Question

How do you solve $\sin (3x)=-1$ with domain between $0$ to $2\pi$ ?

Answer 1

In this question, we have to find the value of x. The equation given to us is in the form of trigonometric functions, so we will apply the trigonometric formulas to get the required solution to the problem. We first take ${{\sin }^{-1}}$ on both sides of the equation and then apply the formulas ${{\sin }^{-1}}\left( \sin x \right)=x$ on the left-hand sides of the equation. After the necessary calculations, we will write ${{\sin }^{-1}}(-1)=\dfrac{3\pi }{2}+2n\pi$ , where n is a positive integer.

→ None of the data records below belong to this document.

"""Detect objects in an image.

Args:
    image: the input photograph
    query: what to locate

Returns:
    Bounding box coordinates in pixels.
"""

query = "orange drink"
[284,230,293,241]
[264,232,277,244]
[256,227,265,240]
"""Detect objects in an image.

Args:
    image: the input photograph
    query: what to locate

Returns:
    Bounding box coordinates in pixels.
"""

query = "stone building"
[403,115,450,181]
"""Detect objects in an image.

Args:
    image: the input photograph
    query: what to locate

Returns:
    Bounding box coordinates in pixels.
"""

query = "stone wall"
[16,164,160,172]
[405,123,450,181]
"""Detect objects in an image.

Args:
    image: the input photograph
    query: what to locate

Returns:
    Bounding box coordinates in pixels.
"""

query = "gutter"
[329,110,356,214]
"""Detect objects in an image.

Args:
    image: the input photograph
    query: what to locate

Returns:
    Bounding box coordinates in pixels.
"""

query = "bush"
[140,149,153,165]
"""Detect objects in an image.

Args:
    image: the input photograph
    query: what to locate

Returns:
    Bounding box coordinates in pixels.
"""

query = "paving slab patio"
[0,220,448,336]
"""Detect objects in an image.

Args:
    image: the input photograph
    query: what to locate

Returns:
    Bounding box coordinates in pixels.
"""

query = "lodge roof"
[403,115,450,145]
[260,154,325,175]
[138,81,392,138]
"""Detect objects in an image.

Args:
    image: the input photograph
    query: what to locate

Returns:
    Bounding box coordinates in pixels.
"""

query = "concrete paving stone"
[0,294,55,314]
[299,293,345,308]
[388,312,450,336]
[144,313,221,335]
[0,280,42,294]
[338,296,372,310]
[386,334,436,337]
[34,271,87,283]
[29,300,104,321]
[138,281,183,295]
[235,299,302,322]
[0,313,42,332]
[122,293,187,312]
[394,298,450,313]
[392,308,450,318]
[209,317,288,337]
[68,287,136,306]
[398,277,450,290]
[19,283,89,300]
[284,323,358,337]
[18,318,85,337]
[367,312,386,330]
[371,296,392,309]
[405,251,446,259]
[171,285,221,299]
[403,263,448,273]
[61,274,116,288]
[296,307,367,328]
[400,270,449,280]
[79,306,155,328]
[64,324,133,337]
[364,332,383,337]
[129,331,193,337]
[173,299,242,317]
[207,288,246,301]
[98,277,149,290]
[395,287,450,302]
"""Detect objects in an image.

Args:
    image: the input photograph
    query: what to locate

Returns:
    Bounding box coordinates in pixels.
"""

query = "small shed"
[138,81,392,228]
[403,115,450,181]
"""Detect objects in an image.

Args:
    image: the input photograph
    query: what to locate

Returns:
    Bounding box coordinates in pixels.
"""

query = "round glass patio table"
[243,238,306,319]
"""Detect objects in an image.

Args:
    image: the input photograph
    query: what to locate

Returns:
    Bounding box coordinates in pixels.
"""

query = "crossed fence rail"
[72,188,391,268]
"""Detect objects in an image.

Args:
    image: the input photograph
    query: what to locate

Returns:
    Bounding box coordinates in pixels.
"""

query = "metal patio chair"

Also, we add $2n\pi$ because the sin function is a periodic function. Then, on further simplification, we get three different values of x, which is our required solution.

Complete step-by-step answer:
According to the question, it is given that there is an equation and we have to solve for x.
So, we will apply the trigonometric formula.
The equation given to us is $\sin (3x)=-1$ -------- (1)
Now, we first take ${{\sin }^{-1}}$ on both sides in the equation (1), we get
${{\sin }^{-1}}\left( \sin (3x) \right)={{\sin }^{-1}}\left( -1 \right)$
Now, we will apply the trigonometric formula ${{\sin }^{-1}}\left( \sin x \right)=x$ on the left-hand sides of the above equation, we get
$3x={{\sin }^{-1}}(-1)$ ---------- (2)
As we know, the sin function is a periodic function, therefore its value at the angle (-1), is equal to
${{\sin }^{-1}}(-1)=\dfrac{3\pi }{2}+2n\pi$ , where n is a positive integer -------- (3)
Therefore, putting the value of equation (3) in equation (2), we get
$3x=\dfrac{3\pi }{2}+2n\pi$
Now, we will divide 3 on both sides of the equation, we get
$\dfrac{3}{3}x=\dfrac{\dfrac{3\pi }{2}+2n\pi }{3}$
On further simplification, we get
$x=\dfrac{\pi }{2}+\dfrac{2}{3}n\pi$ ------------- (4)
Now, we will put three different values of n, that is 0, 1, and 2 because the range of x is 0 to $2\pi$, therefore we get
$x=\dfrac{\pi }{2}+\dfrac{2}{3}.(0)\pi$ , ------- (5)
$x=\dfrac{\pi }{2}+\dfrac{2}{3}.(1)\pi$ , and --------- (6)
$x=\dfrac{\pi }{2}+\dfrac{2}{3}.(2).\pi$ --------- (7)
So, we will solve equation (5), we get
$x=\dfrac{\pi }{2}$ ,
So, we will solve equation (6), we get
$x=\dfrac{\pi }{2}+\dfrac{2}{3}.(1)\pi$
Therefore, we get
$x=\dfrac{\pi }{2}+\dfrac{2\pi }{3}$
So, on taking LCM of the above equation, we get
$x=\dfrac{7\pi }{6}$
So, we will solve equation (7), we get
$x=\dfrac{\pi }{2}+\dfrac{2}{3}.(2).\pi$
Therefore, we get
$x=\dfrac{\pi }{2}+\dfrac{4\pi }{3}$
So, on taking LCM of the above equation, we get
$x=\dfrac{11\pi }{6}$
Therefore, for the equation $\sin (3x)=-1$ with the domain between $0$ to $2\pi$ , the value of x is $\dfrac{\pi }{2},\dfrac{7\pi }{6},\dfrac{11\pi }{6}$

Note: While solving this problem, do mention all the trigonometric formulas you are using to avoid mathematical errors. Do not forget about the range of x, that is we have to take 3 different values of x because ${{\sin }^{-1}}(-1)=\dfrac{3\pi }{2}+2n\pi$, so in the given range it will take 3 angles with the same value, that is -1.